# 2.2 MNIST classifier
This code implements a simple neural network of 2 hidden layers of 16 units each with ReLU activation, and 1 output layer of 10 units with softmax activation, implemented from scratch using numpy. It also makes use of regularization, mini-batch gradient descent and also momentum gradient descent and dropout regularization for more optimization. While version 2.1 didn't make use of dropout, this does

the data is taking from [kaggle](https://www.kaggle.com/competitions/digit-recognizer/data), which contains all images flattened and present in a csv file. As convolution is not involved, this is ok for current purpose. 


### Results
Applying dropout regularization only made the model worse. The first 2 results are without dropout, remaining with different tries of dropout, with different batch sizes.
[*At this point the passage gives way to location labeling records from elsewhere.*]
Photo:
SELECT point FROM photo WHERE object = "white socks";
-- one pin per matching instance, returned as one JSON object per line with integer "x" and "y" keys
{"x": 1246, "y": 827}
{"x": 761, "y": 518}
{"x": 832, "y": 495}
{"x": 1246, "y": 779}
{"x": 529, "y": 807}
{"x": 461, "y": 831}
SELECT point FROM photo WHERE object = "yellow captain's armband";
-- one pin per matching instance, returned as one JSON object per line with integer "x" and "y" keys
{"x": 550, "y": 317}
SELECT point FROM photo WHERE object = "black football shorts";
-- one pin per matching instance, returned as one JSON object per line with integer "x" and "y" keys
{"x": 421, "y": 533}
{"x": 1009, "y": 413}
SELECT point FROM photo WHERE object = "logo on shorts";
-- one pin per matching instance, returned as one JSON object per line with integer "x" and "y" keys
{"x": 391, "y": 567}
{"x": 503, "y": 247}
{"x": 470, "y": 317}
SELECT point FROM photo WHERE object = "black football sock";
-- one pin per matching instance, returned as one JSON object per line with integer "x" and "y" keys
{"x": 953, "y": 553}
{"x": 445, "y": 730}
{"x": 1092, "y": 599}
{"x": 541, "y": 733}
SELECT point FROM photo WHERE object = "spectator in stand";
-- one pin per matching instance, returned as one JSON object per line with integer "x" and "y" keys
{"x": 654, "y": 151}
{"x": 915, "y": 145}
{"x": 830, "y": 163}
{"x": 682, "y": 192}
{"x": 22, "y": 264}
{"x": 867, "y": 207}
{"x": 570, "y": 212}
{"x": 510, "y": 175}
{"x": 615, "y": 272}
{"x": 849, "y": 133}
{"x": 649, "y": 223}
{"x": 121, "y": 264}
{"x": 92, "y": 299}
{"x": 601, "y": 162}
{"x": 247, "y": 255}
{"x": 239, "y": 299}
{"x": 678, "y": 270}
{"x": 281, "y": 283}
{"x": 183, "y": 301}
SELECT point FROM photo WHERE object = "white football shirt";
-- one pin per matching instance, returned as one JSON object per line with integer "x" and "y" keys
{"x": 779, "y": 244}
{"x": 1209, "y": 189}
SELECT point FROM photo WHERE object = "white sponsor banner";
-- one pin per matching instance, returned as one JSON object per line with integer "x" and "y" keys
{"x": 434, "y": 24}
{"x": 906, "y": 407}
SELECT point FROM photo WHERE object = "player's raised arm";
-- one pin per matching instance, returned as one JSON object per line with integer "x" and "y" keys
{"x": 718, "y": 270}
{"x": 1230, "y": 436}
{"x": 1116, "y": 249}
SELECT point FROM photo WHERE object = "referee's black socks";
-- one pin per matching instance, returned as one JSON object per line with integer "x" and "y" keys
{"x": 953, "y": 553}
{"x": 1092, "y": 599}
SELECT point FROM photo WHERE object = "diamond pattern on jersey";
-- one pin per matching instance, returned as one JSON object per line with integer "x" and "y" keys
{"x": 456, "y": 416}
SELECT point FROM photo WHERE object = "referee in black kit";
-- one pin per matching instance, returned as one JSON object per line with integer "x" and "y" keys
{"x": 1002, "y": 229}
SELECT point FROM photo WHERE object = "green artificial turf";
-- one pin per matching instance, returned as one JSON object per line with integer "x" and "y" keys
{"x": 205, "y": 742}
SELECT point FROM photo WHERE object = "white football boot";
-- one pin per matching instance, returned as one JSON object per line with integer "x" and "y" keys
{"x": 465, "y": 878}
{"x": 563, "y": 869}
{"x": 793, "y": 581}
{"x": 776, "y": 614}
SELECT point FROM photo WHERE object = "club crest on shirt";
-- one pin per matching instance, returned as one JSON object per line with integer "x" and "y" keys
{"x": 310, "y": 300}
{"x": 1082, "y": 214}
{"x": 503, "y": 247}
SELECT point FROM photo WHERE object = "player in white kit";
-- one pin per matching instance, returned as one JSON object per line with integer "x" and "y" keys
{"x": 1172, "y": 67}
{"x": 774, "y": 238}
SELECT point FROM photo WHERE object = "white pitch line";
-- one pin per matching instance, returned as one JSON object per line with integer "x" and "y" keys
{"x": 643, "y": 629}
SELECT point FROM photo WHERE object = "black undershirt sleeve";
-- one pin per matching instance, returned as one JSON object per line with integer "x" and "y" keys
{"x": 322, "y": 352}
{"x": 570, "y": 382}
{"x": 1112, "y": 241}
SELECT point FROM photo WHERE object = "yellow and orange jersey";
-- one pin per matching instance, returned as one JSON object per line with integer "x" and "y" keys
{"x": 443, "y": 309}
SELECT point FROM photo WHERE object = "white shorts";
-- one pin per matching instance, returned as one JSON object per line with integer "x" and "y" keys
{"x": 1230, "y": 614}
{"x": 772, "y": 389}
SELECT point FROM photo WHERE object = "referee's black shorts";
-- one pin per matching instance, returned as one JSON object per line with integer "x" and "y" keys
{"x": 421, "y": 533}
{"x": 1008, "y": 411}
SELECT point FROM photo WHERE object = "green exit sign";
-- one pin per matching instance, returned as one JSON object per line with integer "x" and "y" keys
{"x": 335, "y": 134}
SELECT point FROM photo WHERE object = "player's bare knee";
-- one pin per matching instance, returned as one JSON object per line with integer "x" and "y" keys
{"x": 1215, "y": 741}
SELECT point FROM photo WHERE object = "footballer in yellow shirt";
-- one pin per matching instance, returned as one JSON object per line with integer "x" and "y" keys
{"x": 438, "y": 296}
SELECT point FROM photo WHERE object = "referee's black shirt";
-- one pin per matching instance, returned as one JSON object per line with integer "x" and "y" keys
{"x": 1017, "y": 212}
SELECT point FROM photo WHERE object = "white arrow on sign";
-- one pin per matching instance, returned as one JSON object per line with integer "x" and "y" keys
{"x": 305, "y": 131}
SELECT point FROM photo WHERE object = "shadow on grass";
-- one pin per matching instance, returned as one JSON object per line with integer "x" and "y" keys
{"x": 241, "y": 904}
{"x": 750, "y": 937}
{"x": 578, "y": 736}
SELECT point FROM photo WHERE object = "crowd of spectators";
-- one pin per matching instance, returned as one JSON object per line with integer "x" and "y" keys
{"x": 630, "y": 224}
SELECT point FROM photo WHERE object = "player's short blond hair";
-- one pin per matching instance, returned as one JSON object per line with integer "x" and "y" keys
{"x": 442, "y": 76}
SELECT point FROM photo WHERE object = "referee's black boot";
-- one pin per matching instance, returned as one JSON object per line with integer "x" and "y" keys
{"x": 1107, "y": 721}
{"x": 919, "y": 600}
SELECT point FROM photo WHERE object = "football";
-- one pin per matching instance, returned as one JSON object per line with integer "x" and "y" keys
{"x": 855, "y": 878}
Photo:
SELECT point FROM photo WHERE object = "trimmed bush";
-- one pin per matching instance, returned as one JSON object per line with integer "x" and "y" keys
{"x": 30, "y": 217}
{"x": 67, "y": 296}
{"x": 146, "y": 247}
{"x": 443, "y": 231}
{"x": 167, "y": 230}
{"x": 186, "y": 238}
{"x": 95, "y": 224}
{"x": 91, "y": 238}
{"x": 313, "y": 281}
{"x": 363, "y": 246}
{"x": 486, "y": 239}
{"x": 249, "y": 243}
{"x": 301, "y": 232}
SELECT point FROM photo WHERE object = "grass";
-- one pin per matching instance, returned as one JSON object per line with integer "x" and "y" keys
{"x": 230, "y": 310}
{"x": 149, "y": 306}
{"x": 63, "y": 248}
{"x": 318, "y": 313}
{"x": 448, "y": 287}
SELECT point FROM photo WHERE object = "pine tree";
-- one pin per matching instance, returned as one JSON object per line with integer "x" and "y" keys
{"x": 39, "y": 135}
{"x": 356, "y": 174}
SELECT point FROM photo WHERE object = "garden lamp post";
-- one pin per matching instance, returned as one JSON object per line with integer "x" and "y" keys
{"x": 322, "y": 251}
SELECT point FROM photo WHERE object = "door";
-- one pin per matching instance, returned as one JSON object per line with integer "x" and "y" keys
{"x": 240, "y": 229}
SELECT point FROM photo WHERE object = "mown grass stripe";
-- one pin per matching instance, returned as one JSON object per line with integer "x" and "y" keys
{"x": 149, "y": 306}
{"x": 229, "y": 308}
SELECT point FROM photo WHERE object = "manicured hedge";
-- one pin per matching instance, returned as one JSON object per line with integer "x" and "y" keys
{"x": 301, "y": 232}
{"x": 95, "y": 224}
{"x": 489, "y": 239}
Increasing batch size can increase the CV accuracy, but also increase the epoch to get better result 


| Alpha | Beta | Lambda | Epoch |1-Dropout| Batch Size  |  Test Accuracy | Cross Validation Accuracy | 
|:-----:|:----:|:------:|:-----:|   :-:   |:-----------:|:--------------:|:-------------------------:|
|    0.1| 0.9  | 0.0    |  500  |   1.0   |     64      |   99.2%        |          93.6%            |
|    0.1| 0.9  | 0.01   |  100  |   1.0   |    128      |   97.2%        |          94.4%            |
|    0.1| 0.9  | 0.0    |  500  |   0.8   |      64     |    96.3%       |          92.4%            |
|    0.1| 0.9  | 0.0    |  500  |   0.5   |      64     |   91.5%        |          89.16%           |
|    0.1| 0.9  | 0.0    |  500  |    0.8  |     128     |   96.77%       |          92.9%            |
|   0.05| 0.9  | 0.0    |  500  |   0.7   |     128     |   93.9%        |          92.76%           |
|   0.05| 0.9  | 0.0    |  1000 |   0.7   |     128     |   94.7%        |          92.26%           |
|    0.1| 0.9  | 0.0    |  500  |   0.8   |     256     |   96.02%       |          93.16%           |
|    0.1| 0.9  | 0.0    |  500  |   0.8   |     512     |   94.5%        |          92.3%            |
|    0.1| 0.9  | 0.0    |  1000 |   0.8   |     512     |   95.2%        |          93.6%            |

   

-------------------
### Github Instruction
after downloading the files in parent directory, `/kaggle/mnist_classifier/version2`, extract `dataset.zip` into folder `dataset`. If you want to load in pretrained weights, use `weights_v2.1.json`. it contains a dict, with keys (W1, b1, ...) mapped with their matrices. Load them in and convert to np.array and you should be good to go (Although I haven't tested it, _yet_). It also contains a 'details' key with the hypterparameters during training. 


In [3]:
import numpy as np
import time
import pandas as pd

### Loading data

the dataset directory contains the data downloaded directly as is from kaggle, without any modifications. So after loading it, we have to split it, scale the gray scale values b/w 0 to 1, and convert from pandas DF to numpy.NDarray

In [4]:
train_data = pd.read_csv('./dataset/train.csv')
train_data = np.array(train_data)
test_data = pd.read_csv('./dataset/test.csv')
test_data = np.array(test_data)


np.random.seed(42)


np.random.shuffle(train_data)

#separate data into training and cross validation set, and transpose so that data is column-wise, not row-wise
cv = train_data[:3000].T
train = train_data[3000:].T


X_train = train[1:]
X_train = X_train / 255 
Y_train = train[0].reshape((1, -1))
m = X_train.shape[1]

X_cv = cv[1:]
X_cv = X_cv / 255
Y_cv = cv[0].reshape((1, -1))

Y_train

array([[1, 9, 1, ..., 2, 6, 0]])

In [5]:
def relu(x):
    return np.maximum(0, x)


def softmax(x):
    exp_x = np.exp(x-np.max(x, axis=0, keepdims=True))
    
    return exp_x/np.sum(exp_x, axis=0, keepdims=True)
    
def sparse_categorical_cross_entropy_loss(predictions, y):
    return -np.sum(y * np.log(predictions)) / y.size


def get_prediction(A3):
    return np.argmax(A3, axis=0, keepdims=True)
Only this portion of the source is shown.